Education inspectors Ofsted will today publish the findings of ‘Trojan Horse’ investigations into alleged extremism in 21 Birmingham schools.
Prime minister David Cameron this morning revealed plans to grant Ofsted powers to inspect schools ‘at no notice’ and demanded a ‘robust response’ to reports of Islamic extremism in Birmingham schools made in a ‘Trojan Horse’ letter late last year.
A special meeting of the Government’s Extremism Taskforce – whose members include communities secretary Eric Pickles - was held this morning to discuss the implications of the school review.
Findings from the Education Funding Agency suggest inspection notice periods were used to put on ‘hastily arranged shows of cultural inclusivity’.
According to reports, up to six of the inspected schools will be deemed ‘inadequate’ by inspectors. This morning, three schools were placed into special measures.
A statement from Park View Educational Trust said it ‘wholeheartedly’ disputed the ‘inadequate’ rating awarded to Park View, Golden Hillock and Nansen schools.
Cameron said: ‘Protecting our children is one of the first duties of government and that is why the issue of alleged Islamist extremism in Birmingham schools demands a robust response.
‘The Education Secretary will now ask Sir Michael Wilshaw to look into allowing any school to be inspected at no notice, stopping schools having the opportunity to cover up activities which have no place in our society.

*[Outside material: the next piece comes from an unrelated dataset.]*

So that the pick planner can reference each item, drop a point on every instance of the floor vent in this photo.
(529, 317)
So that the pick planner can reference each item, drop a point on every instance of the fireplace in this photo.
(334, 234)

Education secretary Michael Gove said: ‘We have to ensure children are safe in our schools. Evidence uncovered in Birmingham clearly indicates that schools have used the notice they have been given of inspections to evade proper scrutiny. Sir Michael Wilshaw will now examine the practicalities of moving to a position where all schools know they may face an unannounced inspection.’